It might just be my favorite night of the week. Homemade Pizza Night. It’s every Thursday at our house and it pairs perfectly with comedy on NBC. I think it’s been a tradition for at least 2 years now and it really never gets old. We’ve had two years to perfect our homemade pizza recipe and have cooked it multiples ways- in a cast iron pan, a tray, a grill, and most recently a pizza stone. We’re still waiting for the time when we can build a wood fired oven in our backyard and really up the anty but until then I think we’ve “made it.” Now, there are plenty of recipes and I’m sure similar success stories when it comes to homemade pizza, but let me tell you ours. As we’ve found, there are a few keys to successful pizza making. #1: bread flour #2: high oven temps #3: pizza stone. Our focus has always been on making a good crust. Something that is cooked well, can be a bit crispy on the bottom, not too bready and never undercooked. Toppings change week to week but the crust is the same so that is what we’ve been perfecting.

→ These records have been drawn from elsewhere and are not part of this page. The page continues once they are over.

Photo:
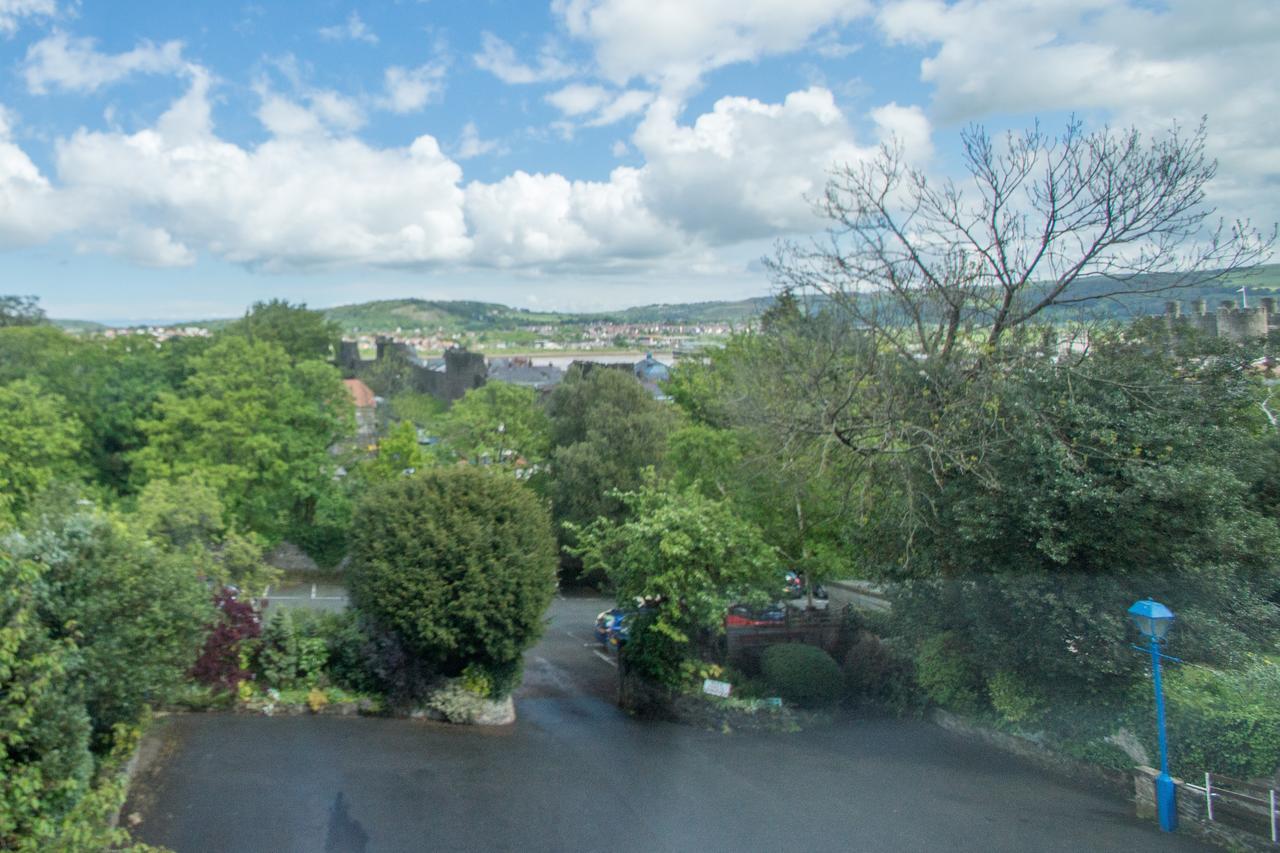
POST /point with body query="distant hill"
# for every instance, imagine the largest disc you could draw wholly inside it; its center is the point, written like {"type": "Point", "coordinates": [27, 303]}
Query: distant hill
{"type": "Point", "coordinates": [460, 316]}
{"type": "Point", "coordinates": [78, 325]}
{"type": "Point", "coordinates": [448, 316]}
{"type": "Point", "coordinates": [452, 316]}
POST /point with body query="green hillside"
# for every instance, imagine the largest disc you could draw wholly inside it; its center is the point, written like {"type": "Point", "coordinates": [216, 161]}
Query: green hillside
{"type": "Point", "coordinates": [388, 315]}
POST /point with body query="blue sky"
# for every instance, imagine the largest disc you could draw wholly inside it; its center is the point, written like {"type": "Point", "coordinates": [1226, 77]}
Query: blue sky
{"type": "Point", "coordinates": [167, 160]}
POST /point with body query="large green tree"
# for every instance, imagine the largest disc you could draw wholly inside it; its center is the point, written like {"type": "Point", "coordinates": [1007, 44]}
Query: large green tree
{"type": "Point", "coordinates": [45, 761]}
{"type": "Point", "coordinates": [40, 442]}
{"type": "Point", "coordinates": [298, 331]}
{"type": "Point", "coordinates": [256, 425]}
{"type": "Point", "coordinates": [456, 568]}
{"type": "Point", "coordinates": [689, 555]}
{"type": "Point", "coordinates": [136, 612]}
{"type": "Point", "coordinates": [501, 422]}
{"type": "Point", "coordinates": [1124, 474]}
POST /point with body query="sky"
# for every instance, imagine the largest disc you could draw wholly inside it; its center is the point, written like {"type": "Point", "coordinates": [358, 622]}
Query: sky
{"type": "Point", "coordinates": [179, 160]}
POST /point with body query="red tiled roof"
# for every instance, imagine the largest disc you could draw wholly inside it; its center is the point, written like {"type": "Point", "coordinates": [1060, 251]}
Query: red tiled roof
{"type": "Point", "coordinates": [360, 393]}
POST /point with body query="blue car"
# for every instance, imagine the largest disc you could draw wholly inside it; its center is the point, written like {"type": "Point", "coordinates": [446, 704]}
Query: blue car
{"type": "Point", "coordinates": [608, 624]}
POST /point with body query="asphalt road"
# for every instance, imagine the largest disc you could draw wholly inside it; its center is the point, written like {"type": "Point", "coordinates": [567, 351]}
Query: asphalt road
{"type": "Point", "coordinates": [575, 774]}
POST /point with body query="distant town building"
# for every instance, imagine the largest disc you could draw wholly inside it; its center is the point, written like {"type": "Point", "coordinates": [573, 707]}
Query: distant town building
{"type": "Point", "coordinates": [1230, 320]}
{"type": "Point", "coordinates": [366, 411]}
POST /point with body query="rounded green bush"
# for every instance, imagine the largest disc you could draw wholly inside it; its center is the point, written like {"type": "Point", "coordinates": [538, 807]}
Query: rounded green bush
{"type": "Point", "coordinates": [804, 675]}
{"type": "Point", "coordinates": [456, 566]}
{"type": "Point", "coordinates": [947, 675]}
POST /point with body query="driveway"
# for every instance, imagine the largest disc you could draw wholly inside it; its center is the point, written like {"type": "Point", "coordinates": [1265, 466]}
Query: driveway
{"type": "Point", "coordinates": [576, 774]}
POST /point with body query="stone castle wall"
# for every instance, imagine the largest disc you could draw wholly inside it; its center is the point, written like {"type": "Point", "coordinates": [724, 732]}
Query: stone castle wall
{"type": "Point", "coordinates": [1229, 320]}
{"type": "Point", "coordinates": [462, 370]}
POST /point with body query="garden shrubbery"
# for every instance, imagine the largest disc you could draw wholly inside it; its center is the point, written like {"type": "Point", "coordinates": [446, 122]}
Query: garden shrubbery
{"type": "Point", "coordinates": [452, 569]}
{"type": "Point", "coordinates": [947, 675]}
{"type": "Point", "coordinates": [1219, 721]}
{"type": "Point", "coordinates": [803, 674]}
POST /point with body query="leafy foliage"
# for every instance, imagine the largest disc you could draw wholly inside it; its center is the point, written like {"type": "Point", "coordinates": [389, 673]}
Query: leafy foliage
{"type": "Point", "coordinates": [40, 441]}
{"type": "Point", "coordinates": [453, 568]}
{"type": "Point", "coordinates": [224, 660]}
{"type": "Point", "coordinates": [1219, 721]}
{"type": "Point", "coordinates": [21, 310]}
{"type": "Point", "coordinates": [304, 334]}
{"type": "Point", "coordinates": [136, 612]}
{"type": "Point", "coordinates": [287, 658]}
{"type": "Point", "coordinates": [689, 555]}
{"type": "Point", "coordinates": [606, 430]}
{"type": "Point", "coordinates": [501, 422]}
{"type": "Point", "coordinates": [45, 762]}
{"type": "Point", "coordinates": [257, 428]}
{"type": "Point", "coordinates": [801, 674]}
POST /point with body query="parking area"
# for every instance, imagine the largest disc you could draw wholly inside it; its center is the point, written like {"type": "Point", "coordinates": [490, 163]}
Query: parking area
{"type": "Point", "coordinates": [575, 772]}
{"type": "Point", "coordinates": [306, 594]}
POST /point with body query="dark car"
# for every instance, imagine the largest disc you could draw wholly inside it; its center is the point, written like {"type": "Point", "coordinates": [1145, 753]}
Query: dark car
{"type": "Point", "coordinates": [607, 624]}
{"type": "Point", "coordinates": [746, 616]}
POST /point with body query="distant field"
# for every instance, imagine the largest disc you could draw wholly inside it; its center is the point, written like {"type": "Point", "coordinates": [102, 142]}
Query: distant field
{"type": "Point", "coordinates": [516, 325]}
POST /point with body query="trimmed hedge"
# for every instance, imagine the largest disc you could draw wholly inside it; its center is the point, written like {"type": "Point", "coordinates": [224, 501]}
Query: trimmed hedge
{"type": "Point", "coordinates": [453, 570]}
{"type": "Point", "coordinates": [803, 675]}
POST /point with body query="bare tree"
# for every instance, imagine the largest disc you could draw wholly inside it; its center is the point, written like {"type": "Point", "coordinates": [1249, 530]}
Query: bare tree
{"type": "Point", "coordinates": [1041, 222]}
{"type": "Point", "coordinates": [924, 296]}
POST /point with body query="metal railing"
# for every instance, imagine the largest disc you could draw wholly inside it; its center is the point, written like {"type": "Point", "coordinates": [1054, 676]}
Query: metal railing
{"type": "Point", "coordinates": [1239, 802]}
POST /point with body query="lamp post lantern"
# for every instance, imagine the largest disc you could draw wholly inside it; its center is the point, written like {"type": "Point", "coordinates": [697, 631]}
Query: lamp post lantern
{"type": "Point", "coordinates": [1155, 620]}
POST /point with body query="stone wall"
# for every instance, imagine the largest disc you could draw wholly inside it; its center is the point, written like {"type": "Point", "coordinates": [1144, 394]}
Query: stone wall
{"type": "Point", "coordinates": [1192, 813]}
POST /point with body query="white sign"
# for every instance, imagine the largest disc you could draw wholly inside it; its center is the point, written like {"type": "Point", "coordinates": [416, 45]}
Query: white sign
{"type": "Point", "coordinates": [717, 688]}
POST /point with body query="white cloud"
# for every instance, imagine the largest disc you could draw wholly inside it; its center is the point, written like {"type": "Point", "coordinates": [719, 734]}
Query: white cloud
{"type": "Point", "coordinates": [30, 208]}
{"type": "Point", "coordinates": [152, 247]}
{"type": "Point", "coordinates": [626, 104]}
{"type": "Point", "coordinates": [499, 59]}
{"type": "Point", "coordinates": [746, 169]}
{"type": "Point", "coordinates": [470, 145]}
{"type": "Point", "coordinates": [411, 89]}
{"type": "Point", "coordinates": [545, 219]}
{"type": "Point", "coordinates": [13, 12]}
{"type": "Point", "coordinates": [312, 195]}
{"type": "Point", "coordinates": [302, 199]}
{"type": "Point", "coordinates": [1138, 63]}
{"type": "Point", "coordinates": [910, 127]}
{"type": "Point", "coordinates": [576, 99]}
{"type": "Point", "coordinates": [672, 42]}
{"type": "Point", "coordinates": [74, 64]}
{"type": "Point", "coordinates": [352, 30]}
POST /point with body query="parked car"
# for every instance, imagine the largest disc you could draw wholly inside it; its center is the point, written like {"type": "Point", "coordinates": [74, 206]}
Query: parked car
{"type": "Point", "coordinates": [607, 624]}
{"type": "Point", "coordinates": [795, 588]}
{"type": "Point", "coordinates": [746, 616]}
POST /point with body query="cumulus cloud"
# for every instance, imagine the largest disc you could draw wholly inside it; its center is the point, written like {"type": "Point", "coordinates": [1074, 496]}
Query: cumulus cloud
{"type": "Point", "coordinates": [1138, 63]}
{"type": "Point", "coordinates": [352, 30]}
{"type": "Point", "coordinates": [314, 195]}
{"type": "Point", "coordinates": [13, 12]}
{"type": "Point", "coordinates": [76, 64]}
{"type": "Point", "coordinates": [499, 59]}
{"type": "Point", "coordinates": [576, 99]}
{"type": "Point", "coordinates": [300, 200]}
{"type": "Point", "coordinates": [30, 209]}
{"type": "Point", "coordinates": [528, 219]}
{"type": "Point", "coordinates": [411, 89]}
{"type": "Point", "coordinates": [673, 42]}
{"type": "Point", "coordinates": [470, 145]}
{"type": "Point", "coordinates": [144, 246]}
{"type": "Point", "coordinates": [746, 169]}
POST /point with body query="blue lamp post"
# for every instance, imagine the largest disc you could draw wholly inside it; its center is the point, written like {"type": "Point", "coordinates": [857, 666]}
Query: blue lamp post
{"type": "Point", "coordinates": [1155, 620]}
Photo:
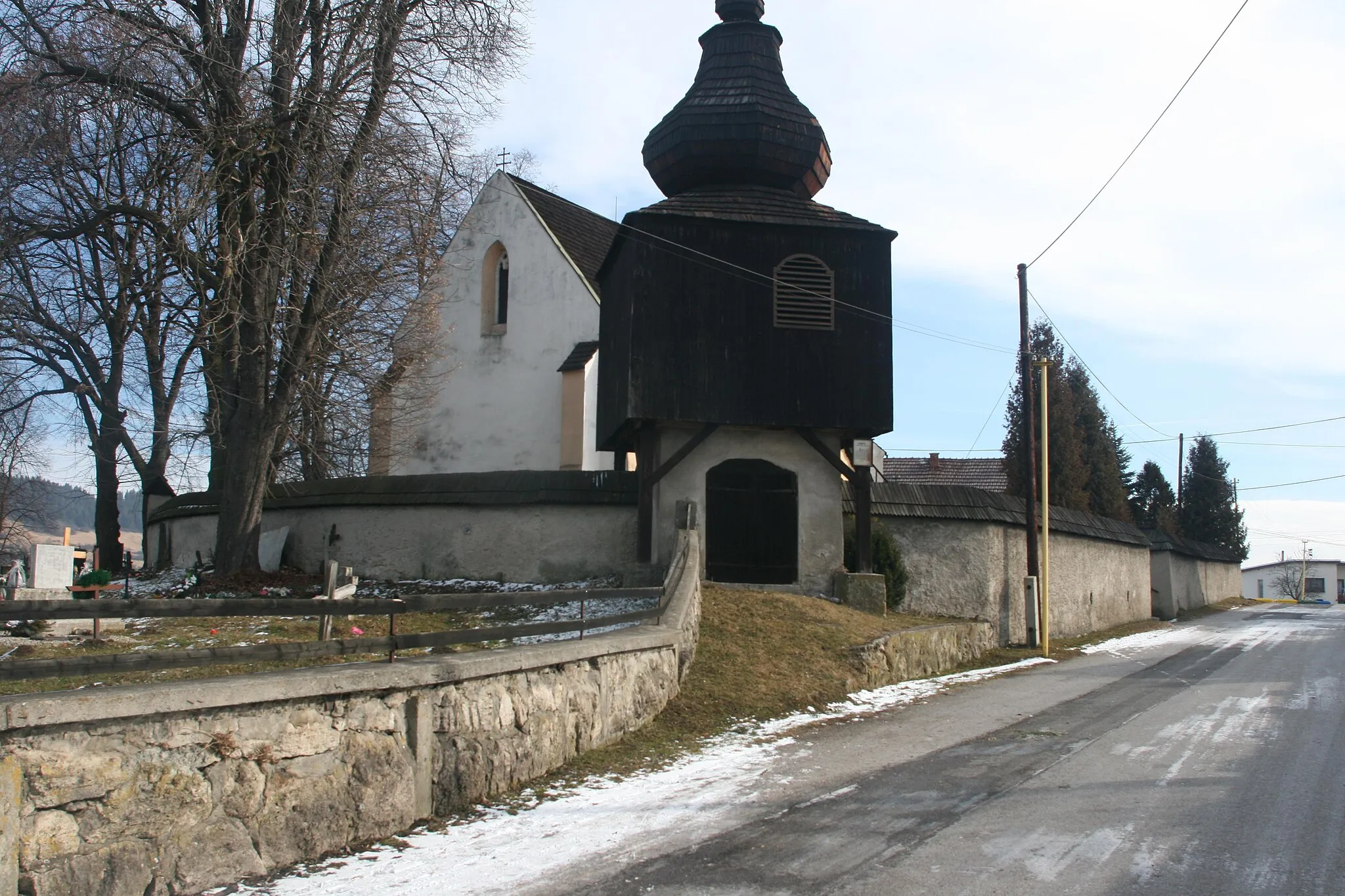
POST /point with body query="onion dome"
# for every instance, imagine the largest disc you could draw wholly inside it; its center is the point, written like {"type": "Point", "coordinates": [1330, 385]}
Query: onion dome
{"type": "Point", "coordinates": [740, 124]}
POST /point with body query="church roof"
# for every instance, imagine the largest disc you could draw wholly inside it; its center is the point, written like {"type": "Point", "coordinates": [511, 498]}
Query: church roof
{"type": "Point", "coordinates": [758, 205]}
{"type": "Point", "coordinates": [579, 358]}
{"type": "Point", "coordinates": [584, 236]}
{"type": "Point", "coordinates": [740, 123]}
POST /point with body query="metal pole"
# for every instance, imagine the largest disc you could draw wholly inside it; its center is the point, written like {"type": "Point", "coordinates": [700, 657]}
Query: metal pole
{"type": "Point", "coordinates": [1029, 438]}
{"type": "Point", "coordinates": [1046, 511]}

We started with a dough recipe from a Betty Crocker Cookbook I was given. We made a few other recipes as well, but ended up coming back to the BC recipes and tweaking it to perfection since it was not only delicious – but easy. Here is the recipe we use for the dough:
Preheat oven to 500 (crank it!) and place pizza stone in oven to warm. Combine ingredients below in kitchenaid in order listed (or bowl + use mixer) and turn on low for 2 min:
- 1T yeast
- 1c hot water (appx 115)
- 1T sugar
- 1t salt
- 3T olive oil
- 1c bread flour
mixture should be smooth at this point – slowly add in another 1 1/2 c bread flour and continue mixing. At the point it starts to form a ball take out dough and turn on to floured surface. Knead for 5-8 minutes until smooth and place in well oiled bowl, cover with towel and let rise in a warm place for at least 30min. While the dough is rising, prepare your toppings (one of our favs that you can see above: prosciutto, spinach, mushrooms + fresh mozz). After dough has risen, take out and shape – one of the best ways to do this is to use your fists underneath it to stretch. When dough is stretched place on pizza stone and top + place in oven for 10-12 minutes or when edges are golden. enjoy!